A plurality of Israelis surveyed believe that the connection between the two communities is Jewish culture and tradition (40 percent). Fewer than half that percentage said the common link is Jewish religious law, followed by Jewish nationality, anti-Semitism and blood relations/genetics.
This evolving Israeli view of the Diaspora, and its relationship to the Jewish state, is heartening. Over the years, Jews in the Diaspora have “forgiven” the apparent lack of reciprocity from our brothers and sisters in Israel, because they have recognized the different and difficult struggles the Jewish community in Israel has undergone. Our community’s passion for the Zionist dream and pride in the reality of a Jewish state focused our community on a heartfelt embrace of Israel — especially in times of turmoil and war.

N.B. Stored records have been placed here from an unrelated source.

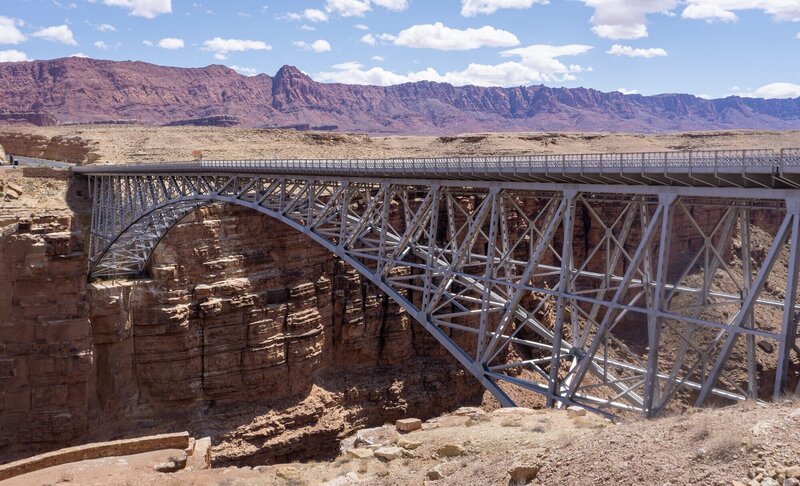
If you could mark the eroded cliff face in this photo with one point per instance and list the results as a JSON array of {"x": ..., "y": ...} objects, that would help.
[
  {"x": 247, "y": 332},
  {"x": 243, "y": 312}
]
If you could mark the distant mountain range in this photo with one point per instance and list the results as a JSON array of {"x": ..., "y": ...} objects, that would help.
[{"x": 81, "y": 90}]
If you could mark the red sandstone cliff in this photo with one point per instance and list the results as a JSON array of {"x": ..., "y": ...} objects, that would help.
[{"x": 87, "y": 91}]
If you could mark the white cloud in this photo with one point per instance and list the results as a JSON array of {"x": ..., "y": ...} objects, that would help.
[
  {"x": 319, "y": 45},
  {"x": 724, "y": 10},
  {"x": 438, "y": 36},
  {"x": 394, "y": 5},
  {"x": 57, "y": 33},
  {"x": 148, "y": 9},
  {"x": 537, "y": 64},
  {"x": 244, "y": 70},
  {"x": 348, "y": 8},
  {"x": 170, "y": 43},
  {"x": 628, "y": 51},
  {"x": 708, "y": 12},
  {"x": 470, "y": 8},
  {"x": 12, "y": 55},
  {"x": 623, "y": 19},
  {"x": 222, "y": 47},
  {"x": 773, "y": 90},
  {"x": 310, "y": 14},
  {"x": 9, "y": 33},
  {"x": 357, "y": 8},
  {"x": 543, "y": 57}
]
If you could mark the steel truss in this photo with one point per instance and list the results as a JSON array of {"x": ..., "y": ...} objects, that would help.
[{"x": 606, "y": 296}]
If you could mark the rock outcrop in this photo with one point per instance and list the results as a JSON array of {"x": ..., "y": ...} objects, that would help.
[
  {"x": 246, "y": 332},
  {"x": 67, "y": 149},
  {"x": 80, "y": 90}
]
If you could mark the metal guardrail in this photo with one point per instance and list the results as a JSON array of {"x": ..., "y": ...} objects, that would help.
[{"x": 759, "y": 161}]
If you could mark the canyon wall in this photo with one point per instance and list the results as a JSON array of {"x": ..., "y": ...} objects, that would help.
[
  {"x": 67, "y": 149},
  {"x": 247, "y": 332}
]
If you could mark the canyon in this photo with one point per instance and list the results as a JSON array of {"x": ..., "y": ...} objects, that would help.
[
  {"x": 82, "y": 90},
  {"x": 244, "y": 330}
]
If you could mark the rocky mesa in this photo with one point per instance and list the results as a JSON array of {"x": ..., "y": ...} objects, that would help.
[{"x": 80, "y": 90}]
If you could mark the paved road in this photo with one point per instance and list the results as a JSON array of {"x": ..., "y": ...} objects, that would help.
[{"x": 33, "y": 162}]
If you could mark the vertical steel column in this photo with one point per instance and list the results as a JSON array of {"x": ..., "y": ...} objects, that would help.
[
  {"x": 747, "y": 275},
  {"x": 654, "y": 320},
  {"x": 789, "y": 322},
  {"x": 745, "y": 310},
  {"x": 564, "y": 286}
]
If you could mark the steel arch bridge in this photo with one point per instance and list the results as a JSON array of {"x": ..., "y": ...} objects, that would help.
[{"x": 613, "y": 281}]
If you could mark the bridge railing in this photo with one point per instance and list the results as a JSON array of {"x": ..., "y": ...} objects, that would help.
[{"x": 707, "y": 161}]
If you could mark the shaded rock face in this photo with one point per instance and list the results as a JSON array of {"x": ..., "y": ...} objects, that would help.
[
  {"x": 246, "y": 332},
  {"x": 88, "y": 90},
  {"x": 73, "y": 150}
]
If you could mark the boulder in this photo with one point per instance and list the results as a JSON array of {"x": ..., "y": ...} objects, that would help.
[
  {"x": 389, "y": 453},
  {"x": 288, "y": 472},
  {"x": 360, "y": 453},
  {"x": 573, "y": 411},
  {"x": 201, "y": 457},
  {"x": 408, "y": 425},
  {"x": 451, "y": 450},
  {"x": 435, "y": 473},
  {"x": 407, "y": 443},
  {"x": 523, "y": 474},
  {"x": 175, "y": 463}
]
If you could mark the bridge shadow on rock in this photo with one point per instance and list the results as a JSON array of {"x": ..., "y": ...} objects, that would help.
[{"x": 248, "y": 331}]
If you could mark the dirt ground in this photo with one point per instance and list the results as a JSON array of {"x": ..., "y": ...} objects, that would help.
[
  {"x": 744, "y": 444},
  {"x": 156, "y": 144}
]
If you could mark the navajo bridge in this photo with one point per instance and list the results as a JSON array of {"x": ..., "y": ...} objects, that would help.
[{"x": 610, "y": 281}]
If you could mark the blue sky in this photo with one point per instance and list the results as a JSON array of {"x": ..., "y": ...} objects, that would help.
[{"x": 710, "y": 48}]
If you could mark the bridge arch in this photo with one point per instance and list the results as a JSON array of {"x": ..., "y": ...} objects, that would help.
[
  {"x": 486, "y": 258},
  {"x": 113, "y": 259}
]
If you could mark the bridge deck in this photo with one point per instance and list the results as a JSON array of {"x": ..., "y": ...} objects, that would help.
[{"x": 720, "y": 168}]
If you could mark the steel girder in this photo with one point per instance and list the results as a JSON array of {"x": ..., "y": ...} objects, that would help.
[{"x": 612, "y": 299}]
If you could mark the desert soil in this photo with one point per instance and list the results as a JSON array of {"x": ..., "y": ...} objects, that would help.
[
  {"x": 745, "y": 444},
  {"x": 155, "y": 144},
  {"x": 705, "y": 447}
]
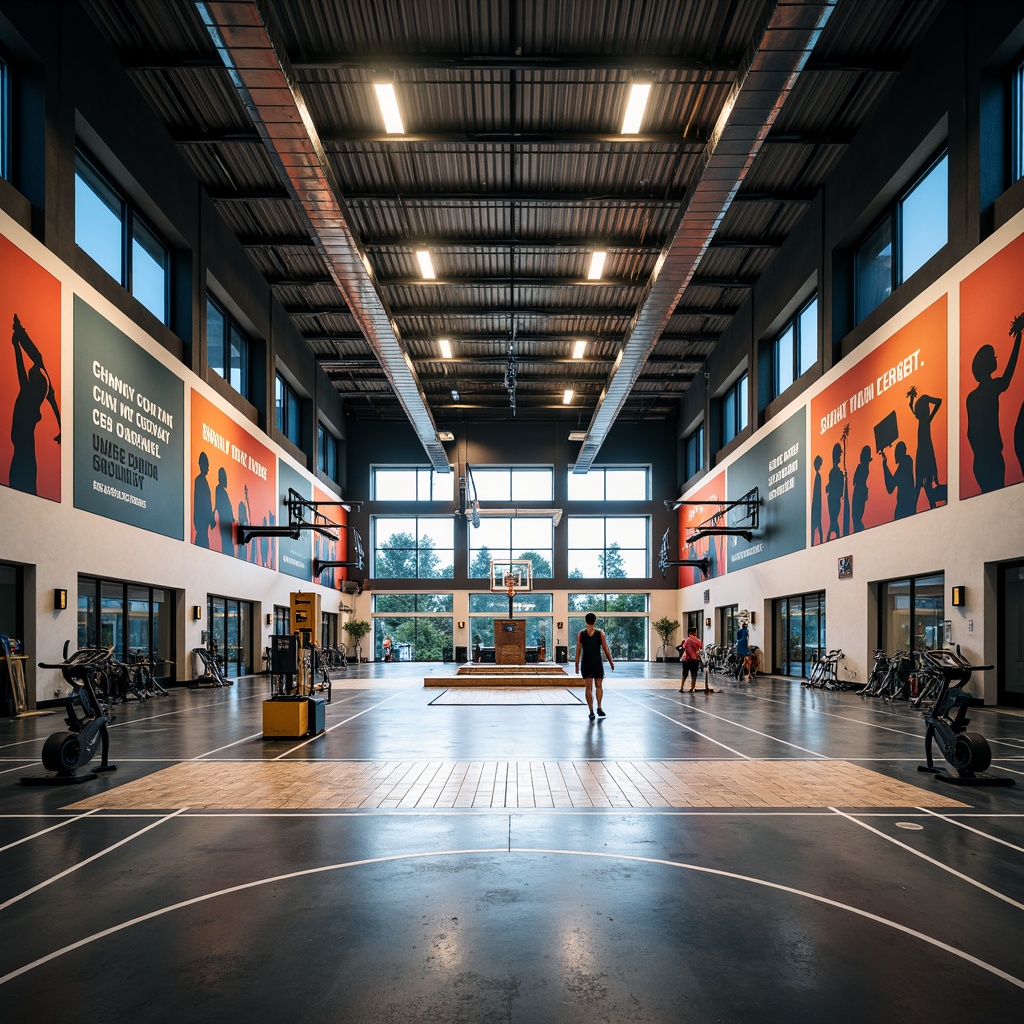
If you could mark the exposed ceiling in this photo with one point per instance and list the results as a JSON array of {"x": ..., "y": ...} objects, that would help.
[{"x": 511, "y": 173}]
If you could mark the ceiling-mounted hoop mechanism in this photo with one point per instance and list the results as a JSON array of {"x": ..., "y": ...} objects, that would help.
[{"x": 747, "y": 522}]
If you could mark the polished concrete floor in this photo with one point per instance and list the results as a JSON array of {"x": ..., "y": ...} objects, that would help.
[{"x": 768, "y": 854}]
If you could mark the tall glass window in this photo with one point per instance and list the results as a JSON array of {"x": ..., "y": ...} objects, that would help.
[
  {"x": 227, "y": 348},
  {"x": 409, "y": 483},
  {"x": 911, "y": 611},
  {"x": 608, "y": 548},
  {"x": 288, "y": 411},
  {"x": 420, "y": 627},
  {"x": 796, "y": 348},
  {"x": 626, "y": 483},
  {"x": 624, "y": 617},
  {"x": 734, "y": 411},
  {"x": 909, "y": 233},
  {"x": 414, "y": 548},
  {"x": 110, "y": 228}
]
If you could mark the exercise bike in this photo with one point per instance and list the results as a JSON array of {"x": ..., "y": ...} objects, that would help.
[
  {"x": 66, "y": 753},
  {"x": 967, "y": 753}
]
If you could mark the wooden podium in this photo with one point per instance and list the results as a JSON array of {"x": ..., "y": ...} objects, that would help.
[{"x": 510, "y": 641}]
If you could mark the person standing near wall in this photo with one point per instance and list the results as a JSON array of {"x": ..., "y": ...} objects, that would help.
[{"x": 590, "y": 643}]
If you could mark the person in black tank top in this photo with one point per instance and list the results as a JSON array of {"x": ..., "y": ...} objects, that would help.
[{"x": 590, "y": 643}]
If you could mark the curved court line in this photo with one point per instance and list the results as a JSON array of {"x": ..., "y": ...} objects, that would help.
[{"x": 701, "y": 868}]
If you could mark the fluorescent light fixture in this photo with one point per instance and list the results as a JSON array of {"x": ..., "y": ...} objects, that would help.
[
  {"x": 426, "y": 263},
  {"x": 635, "y": 107},
  {"x": 388, "y": 102}
]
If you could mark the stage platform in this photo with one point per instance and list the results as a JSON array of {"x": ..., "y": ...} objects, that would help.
[{"x": 532, "y": 675}]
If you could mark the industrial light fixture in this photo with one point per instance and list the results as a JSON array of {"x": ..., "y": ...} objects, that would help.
[
  {"x": 388, "y": 102},
  {"x": 426, "y": 263},
  {"x": 635, "y": 108}
]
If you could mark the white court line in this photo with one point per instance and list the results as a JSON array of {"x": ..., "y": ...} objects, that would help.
[
  {"x": 700, "y": 868},
  {"x": 688, "y": 728},
  {"x": 757, "y": 732},
  {"x": 977, "y": 832},
  {"x": 28, "y": 839},
  {"x": 305, "y": 742},
  {"x": 88, "y": 860},
  {"x": 931, "y": 860}
]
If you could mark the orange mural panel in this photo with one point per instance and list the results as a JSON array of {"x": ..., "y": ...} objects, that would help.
[
  {"x": 991, "y": 422},
  {"x": 699, "y": 507},
  {"x": 30, "y": 367},
  {"x": 879, "y": 448},
  {"x": 326, "y": 549},
  {"x": 236, "y": 484}
]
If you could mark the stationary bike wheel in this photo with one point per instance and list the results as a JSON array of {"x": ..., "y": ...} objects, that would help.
[
  {"x": 971, "y": 752},
  {"x": 61, "y": 752}
]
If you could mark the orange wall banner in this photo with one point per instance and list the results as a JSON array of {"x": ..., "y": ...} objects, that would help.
[
  {"x": 879, "y": 434},
  {"x": 235, "y": 481},
  {"x": 328, "y": 550},
  {"x": 699, "y": 508},
  {"x": 991, "y": 422},
  {"x": 30, "y": 369}
]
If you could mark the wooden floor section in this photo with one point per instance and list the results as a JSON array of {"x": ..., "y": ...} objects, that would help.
[{"x": 455, "y": 783}]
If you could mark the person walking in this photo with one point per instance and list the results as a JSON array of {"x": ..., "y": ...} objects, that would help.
[
  {"x": 690, "y": 658},
  {"x": 590, "y": 643}
]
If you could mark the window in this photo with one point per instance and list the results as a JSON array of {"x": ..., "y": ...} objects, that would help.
[
  {"x": 629, "y": 483},
  {"x": 5, "y": 108},
  {"x": 1017, "y": 116},
  {"x": 734, "y": 410},
  {"x": 535, "y": 608},
  {"x": 796, "y": 348},
  {"x": 287, "y": 404},
  {"x": 909, "y": 233},
  {"x": 110, "y": 228},
  {"x": 612, "y": 547},
  {"x": 504, "y": 537},
  {"x": 624, "y": 617},
  {"x": 327, "y": 452},
  {"x": 395, "y": 483},
  {"x": 694, "y": 451},
  {"x": 513, "y": 483},
  {"x": 420, "y": 626},
  {"x": 414, "y": 548},
  {"x": 227, "y": 348},
  {"x": 910, "y": 613}
]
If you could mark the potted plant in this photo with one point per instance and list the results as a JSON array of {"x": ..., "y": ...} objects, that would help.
[
  {"x": 665, "y": 627},
  {"x": 356, "y": 630}
]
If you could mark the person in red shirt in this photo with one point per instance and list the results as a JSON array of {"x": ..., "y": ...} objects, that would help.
[{"x": 690, "y": 658}]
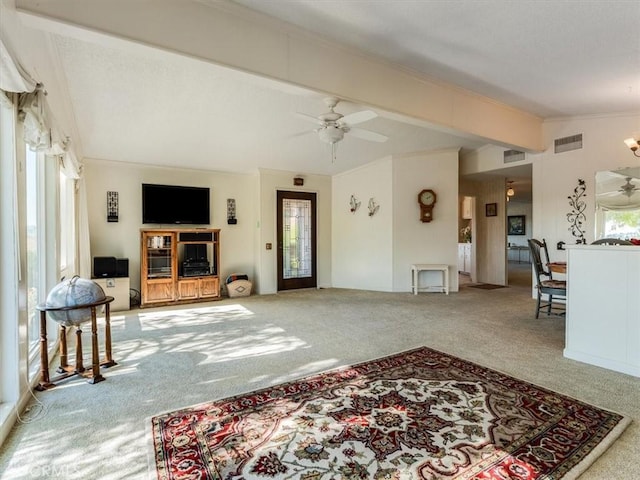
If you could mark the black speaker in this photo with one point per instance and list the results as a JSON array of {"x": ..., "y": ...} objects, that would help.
[
  {"x": 122, "y": 267},
  {"x": 104, "y": 267}
]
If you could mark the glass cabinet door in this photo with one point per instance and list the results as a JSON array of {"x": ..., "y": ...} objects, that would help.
[{"x": 159, "y": 256}]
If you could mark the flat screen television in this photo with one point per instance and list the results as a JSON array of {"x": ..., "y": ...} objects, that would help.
[{"x": 174, "y": 204}]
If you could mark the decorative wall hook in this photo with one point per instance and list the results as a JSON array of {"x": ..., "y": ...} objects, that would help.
[
  {"x": 373, "y": 207},
  {"x": 353, "y": 204},
  {"x": 576, "y": 217}
]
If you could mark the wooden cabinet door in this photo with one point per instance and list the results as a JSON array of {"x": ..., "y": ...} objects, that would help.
[
  {"x": 209, "y": 287},
  {"x": 160, "y": 290},
  {"x": 188, "y": 289}
]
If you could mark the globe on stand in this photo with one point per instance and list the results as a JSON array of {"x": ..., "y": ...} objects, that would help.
[{"x": 71, "y": 293}]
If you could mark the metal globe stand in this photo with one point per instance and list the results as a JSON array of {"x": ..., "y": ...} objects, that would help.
[{"x": 93, "y": 375}]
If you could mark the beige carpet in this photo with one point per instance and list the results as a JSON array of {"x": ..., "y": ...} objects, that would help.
[{"x": 174, "y": 357}]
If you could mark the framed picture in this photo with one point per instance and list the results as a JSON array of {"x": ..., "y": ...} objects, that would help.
[
  {"x": 491, "y": 209},
  {"x": 516, "y": 225}
]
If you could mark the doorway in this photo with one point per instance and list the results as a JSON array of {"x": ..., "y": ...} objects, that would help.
[{"x": 296, "y": 226}]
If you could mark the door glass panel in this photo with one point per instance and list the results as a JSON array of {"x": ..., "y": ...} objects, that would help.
[{"x": 296, "y": 240}]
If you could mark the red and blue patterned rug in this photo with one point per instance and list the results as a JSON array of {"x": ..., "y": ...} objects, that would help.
[{"x": 420, "y": 414}]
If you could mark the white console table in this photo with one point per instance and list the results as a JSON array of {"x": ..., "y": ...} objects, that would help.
[
  {"x": 419, "y": 267},
  {"x": 603, "y": 301},
  {"x": 118, "y": 288}
]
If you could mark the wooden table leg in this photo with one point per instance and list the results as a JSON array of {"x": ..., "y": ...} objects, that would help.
[
  {"x": 63, "y": 350},
  {"x": 108, "y": 361},
  {"x": 95, "y": 354},
  {"x": 45, "y": 382},
  {"x": 79, "y": 360}
]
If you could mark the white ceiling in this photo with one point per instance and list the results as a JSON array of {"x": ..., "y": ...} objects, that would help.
[{"x": 136, "y": 104}]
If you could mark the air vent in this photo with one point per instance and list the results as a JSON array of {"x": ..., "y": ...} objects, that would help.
[
  {"x": 566, "y": 144},
  {"x": 513, "y": 156}
]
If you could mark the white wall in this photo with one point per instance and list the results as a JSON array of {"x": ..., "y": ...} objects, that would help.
[
  {"x": 362, "y": 244},
  {"x": 417, "y": 242},
  {"x": 270, "y": 182},
  {"x": 376, "y": 253},
  {"x": 122, "y": 239}
]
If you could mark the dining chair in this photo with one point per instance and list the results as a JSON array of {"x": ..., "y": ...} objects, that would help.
[{"x": 545, "y": 283}]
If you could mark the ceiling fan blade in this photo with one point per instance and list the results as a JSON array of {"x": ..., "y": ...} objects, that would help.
[
  {"x": 358, "y": 117},
  {"x": 368, "y": 135},
  {"x": 309, "y": 118}
]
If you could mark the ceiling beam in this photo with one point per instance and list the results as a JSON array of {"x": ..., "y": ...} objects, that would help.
[{"x": 232, "y": 36}]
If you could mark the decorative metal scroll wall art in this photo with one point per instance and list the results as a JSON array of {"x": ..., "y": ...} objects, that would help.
[{"x": 577, "y": 217}]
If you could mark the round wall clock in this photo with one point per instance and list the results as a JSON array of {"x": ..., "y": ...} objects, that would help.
[{"x": 427, "y": 199}]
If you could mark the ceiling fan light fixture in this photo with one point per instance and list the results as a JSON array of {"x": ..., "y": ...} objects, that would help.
[
  {"x": 632, "y": 143},
  {"x": 331, "y": 134}
]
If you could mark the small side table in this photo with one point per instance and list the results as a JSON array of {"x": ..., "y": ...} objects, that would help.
[
  {"x": 93, "y": 376},
  {"x": 419, "y": 267}
]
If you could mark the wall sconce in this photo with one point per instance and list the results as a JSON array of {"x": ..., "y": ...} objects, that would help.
[
  {"x": 632, "y": 143},
  {"x": 353, "y": 204},
  {"x": 373, "y": 207},
  {"x": 112, "y": 206}
]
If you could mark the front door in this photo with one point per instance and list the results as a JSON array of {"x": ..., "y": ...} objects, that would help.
[{"x": 296, "y": 240}]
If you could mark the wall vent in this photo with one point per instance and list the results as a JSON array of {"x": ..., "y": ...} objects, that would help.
[
  {"x": 566, "y": 144},
  {"x": 513, "y": 156}
]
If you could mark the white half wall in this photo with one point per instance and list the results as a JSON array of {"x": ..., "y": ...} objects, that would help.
[{"x": 555, "y": 175}]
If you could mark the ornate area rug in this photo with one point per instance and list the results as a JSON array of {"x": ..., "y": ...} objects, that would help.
[{"x": 420, "y": 414}]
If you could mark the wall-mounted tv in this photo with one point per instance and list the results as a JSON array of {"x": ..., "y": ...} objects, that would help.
[{"x": 174, "y": 204}]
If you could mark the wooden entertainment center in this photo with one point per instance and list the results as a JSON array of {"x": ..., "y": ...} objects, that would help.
[{"x": 169, "y": 271}]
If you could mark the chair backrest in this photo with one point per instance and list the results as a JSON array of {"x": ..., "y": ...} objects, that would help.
[
  {"x": 611, "y": 241},
  {"x": 536, "y": 247}
]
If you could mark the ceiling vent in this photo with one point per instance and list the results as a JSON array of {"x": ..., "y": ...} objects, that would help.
[
  {"x": 566, "y": 144},
  {"x": 513, "y": 156}
]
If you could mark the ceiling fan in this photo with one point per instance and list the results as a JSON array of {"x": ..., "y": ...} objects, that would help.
[{"x": 334, "y": 125}]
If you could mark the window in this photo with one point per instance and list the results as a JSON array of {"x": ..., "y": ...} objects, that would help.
[
  {"x": 623, "y": 224},
  {"x": 66, "y": 215},
  {"x": 34, "y": 232}
]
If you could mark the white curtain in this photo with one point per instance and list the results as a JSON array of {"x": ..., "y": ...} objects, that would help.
[
  {"x": 41, "y": 133},
  {"x": 13, "y": 78}
]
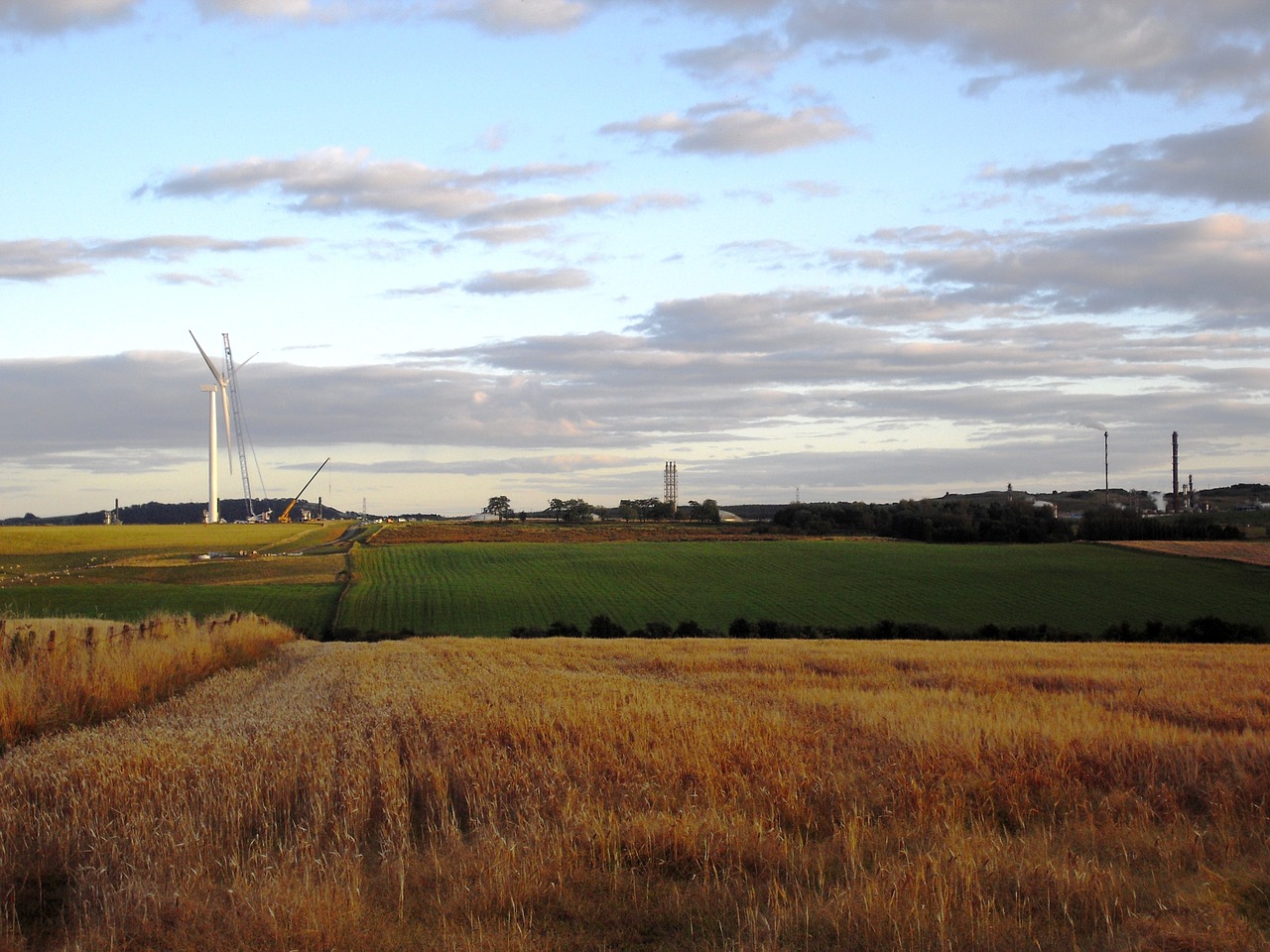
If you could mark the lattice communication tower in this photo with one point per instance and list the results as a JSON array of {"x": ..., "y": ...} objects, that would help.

That is and was as it should be.
But now, things are changing. And, as the poll results reflect, Israeli perceptions are changing, too. Now an increasing number of Israelis are recognizing their shared worldwide responsibility for the Jewish people. And that perception is creating a new reality. We see that in the government of Israel’s World Jewry Initiative to strengthen the connection between Israel and the Diaspora — in which one-third of the budget is supposed to be funded by the government of Israel itself. We also see it in the new poll, which found that 71 percent of Israeli Jews think that their government should consider how its decisions will affect Jews in the Diaspora.
This is all very promising, since we are, after all, one large family that is responsible for one another.